Economists also expect a bigger fourth-quarter GDP compared to third-quarter output, with estimates ranging from 0.7-to-four-per cent quarter-on-quarter growth.

However, last year’s revert to economic growth still presented challenges before returning to pre-pandemic potential. Deutsche Bank’s Michael Spencer noted that “recovery in the Philippines is expected to be a gradual process and medium-term growth is likely to be slightly slower” than how fast it should have grown if Covid-19 did not happen.

Spencer estimated the about 16-per cent gap in current real GDP and the Philippines’ pre-pandemic trajectory was “unlikely to close” even until 2023. For this year, the majority of economists fear the government’s ambitious seven-to-nine per cent growth target may be sidetracked by lingering risks from Covid-19, including the emergence of more infectious variants like Omicron, which sent the number of cases surging this month.

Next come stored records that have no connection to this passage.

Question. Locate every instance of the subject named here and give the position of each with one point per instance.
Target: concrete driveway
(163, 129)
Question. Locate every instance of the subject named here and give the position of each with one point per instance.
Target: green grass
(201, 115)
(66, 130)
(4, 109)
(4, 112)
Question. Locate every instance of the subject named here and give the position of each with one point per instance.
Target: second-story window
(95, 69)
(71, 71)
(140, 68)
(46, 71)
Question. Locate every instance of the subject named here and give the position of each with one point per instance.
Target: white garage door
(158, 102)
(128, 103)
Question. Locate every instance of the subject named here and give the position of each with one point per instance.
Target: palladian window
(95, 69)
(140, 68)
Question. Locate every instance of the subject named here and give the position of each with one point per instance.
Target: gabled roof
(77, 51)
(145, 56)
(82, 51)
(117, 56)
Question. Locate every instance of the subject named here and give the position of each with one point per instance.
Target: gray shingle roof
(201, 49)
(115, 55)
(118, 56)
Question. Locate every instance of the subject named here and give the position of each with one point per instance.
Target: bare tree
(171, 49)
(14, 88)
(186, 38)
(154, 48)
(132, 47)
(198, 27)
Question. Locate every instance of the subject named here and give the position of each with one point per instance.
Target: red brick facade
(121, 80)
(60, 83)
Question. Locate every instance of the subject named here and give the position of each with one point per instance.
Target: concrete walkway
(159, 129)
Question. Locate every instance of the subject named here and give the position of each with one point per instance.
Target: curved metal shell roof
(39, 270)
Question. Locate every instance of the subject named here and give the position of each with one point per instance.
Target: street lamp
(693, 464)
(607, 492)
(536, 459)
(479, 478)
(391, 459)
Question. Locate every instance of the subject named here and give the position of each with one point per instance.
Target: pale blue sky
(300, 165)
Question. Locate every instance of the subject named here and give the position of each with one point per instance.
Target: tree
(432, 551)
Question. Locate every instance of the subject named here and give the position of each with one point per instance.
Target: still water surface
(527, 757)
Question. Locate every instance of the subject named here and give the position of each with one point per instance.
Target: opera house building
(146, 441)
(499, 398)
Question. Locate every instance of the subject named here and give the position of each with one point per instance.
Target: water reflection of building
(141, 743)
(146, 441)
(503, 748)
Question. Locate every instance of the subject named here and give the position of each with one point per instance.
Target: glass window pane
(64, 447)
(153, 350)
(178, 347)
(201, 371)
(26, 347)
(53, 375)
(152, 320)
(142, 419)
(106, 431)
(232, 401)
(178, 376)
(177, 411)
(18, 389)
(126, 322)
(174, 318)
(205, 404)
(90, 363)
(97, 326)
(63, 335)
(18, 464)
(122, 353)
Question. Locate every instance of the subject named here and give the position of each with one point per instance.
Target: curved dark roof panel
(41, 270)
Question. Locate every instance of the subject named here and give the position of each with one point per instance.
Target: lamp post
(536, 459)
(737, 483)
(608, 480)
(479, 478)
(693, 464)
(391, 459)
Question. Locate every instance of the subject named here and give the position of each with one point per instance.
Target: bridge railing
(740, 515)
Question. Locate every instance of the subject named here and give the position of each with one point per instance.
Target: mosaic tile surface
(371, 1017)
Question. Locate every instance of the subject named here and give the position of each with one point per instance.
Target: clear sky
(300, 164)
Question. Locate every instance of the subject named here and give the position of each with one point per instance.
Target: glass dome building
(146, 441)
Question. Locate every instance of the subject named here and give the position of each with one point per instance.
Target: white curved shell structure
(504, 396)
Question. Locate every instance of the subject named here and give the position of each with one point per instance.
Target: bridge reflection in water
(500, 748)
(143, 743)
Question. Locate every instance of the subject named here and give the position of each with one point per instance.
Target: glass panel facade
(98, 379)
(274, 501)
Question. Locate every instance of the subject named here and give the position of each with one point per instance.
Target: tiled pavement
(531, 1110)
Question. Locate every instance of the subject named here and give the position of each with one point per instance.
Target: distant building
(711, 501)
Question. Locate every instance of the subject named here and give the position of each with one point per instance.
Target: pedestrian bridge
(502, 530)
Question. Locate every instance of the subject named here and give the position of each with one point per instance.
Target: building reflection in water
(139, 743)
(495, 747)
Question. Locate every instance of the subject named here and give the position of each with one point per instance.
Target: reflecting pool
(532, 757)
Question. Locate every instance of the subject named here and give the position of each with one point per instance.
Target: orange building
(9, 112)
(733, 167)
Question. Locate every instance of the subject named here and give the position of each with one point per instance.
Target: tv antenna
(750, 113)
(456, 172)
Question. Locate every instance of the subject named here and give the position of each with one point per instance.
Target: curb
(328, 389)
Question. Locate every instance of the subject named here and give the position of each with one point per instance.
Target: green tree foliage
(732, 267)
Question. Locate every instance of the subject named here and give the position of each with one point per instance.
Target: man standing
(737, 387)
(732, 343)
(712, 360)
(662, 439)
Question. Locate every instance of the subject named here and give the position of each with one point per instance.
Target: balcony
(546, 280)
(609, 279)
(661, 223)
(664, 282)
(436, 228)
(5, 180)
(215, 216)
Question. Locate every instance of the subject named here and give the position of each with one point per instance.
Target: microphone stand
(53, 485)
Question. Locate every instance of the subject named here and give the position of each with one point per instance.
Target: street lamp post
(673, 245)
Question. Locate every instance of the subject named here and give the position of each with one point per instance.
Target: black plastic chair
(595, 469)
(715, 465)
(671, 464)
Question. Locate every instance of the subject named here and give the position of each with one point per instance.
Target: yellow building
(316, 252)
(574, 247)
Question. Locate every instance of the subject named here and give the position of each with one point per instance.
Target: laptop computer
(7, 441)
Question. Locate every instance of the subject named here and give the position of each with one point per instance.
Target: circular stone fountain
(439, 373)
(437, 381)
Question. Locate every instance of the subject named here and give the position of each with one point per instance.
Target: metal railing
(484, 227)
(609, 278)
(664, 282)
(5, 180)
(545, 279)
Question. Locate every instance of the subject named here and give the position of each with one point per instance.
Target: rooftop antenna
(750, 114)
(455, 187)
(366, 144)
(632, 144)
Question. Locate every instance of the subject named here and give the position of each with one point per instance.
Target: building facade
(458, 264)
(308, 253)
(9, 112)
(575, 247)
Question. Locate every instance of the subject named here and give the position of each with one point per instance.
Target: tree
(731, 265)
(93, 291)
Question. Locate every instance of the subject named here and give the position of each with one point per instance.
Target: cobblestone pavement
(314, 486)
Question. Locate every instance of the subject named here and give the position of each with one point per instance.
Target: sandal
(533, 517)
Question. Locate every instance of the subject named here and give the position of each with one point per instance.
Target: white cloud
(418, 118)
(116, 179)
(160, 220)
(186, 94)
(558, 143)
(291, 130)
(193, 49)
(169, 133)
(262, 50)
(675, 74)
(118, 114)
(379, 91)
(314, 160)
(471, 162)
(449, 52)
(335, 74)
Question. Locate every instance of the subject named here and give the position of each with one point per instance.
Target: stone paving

Chanco, who was the least optimistic with a 2022 GDP growth forecast of only 4.5 per cent, said: “The government’s seven-to-nine per cent forecast for this year was already going to be a stretch, even before the Omicron outbreak erupted.

“As far as I can tell, the Philippines has enacted some of the toughest anti-Omicron restrictions in ASEAN, which will only serve to cement its status as one of the region’s economic underperformers.”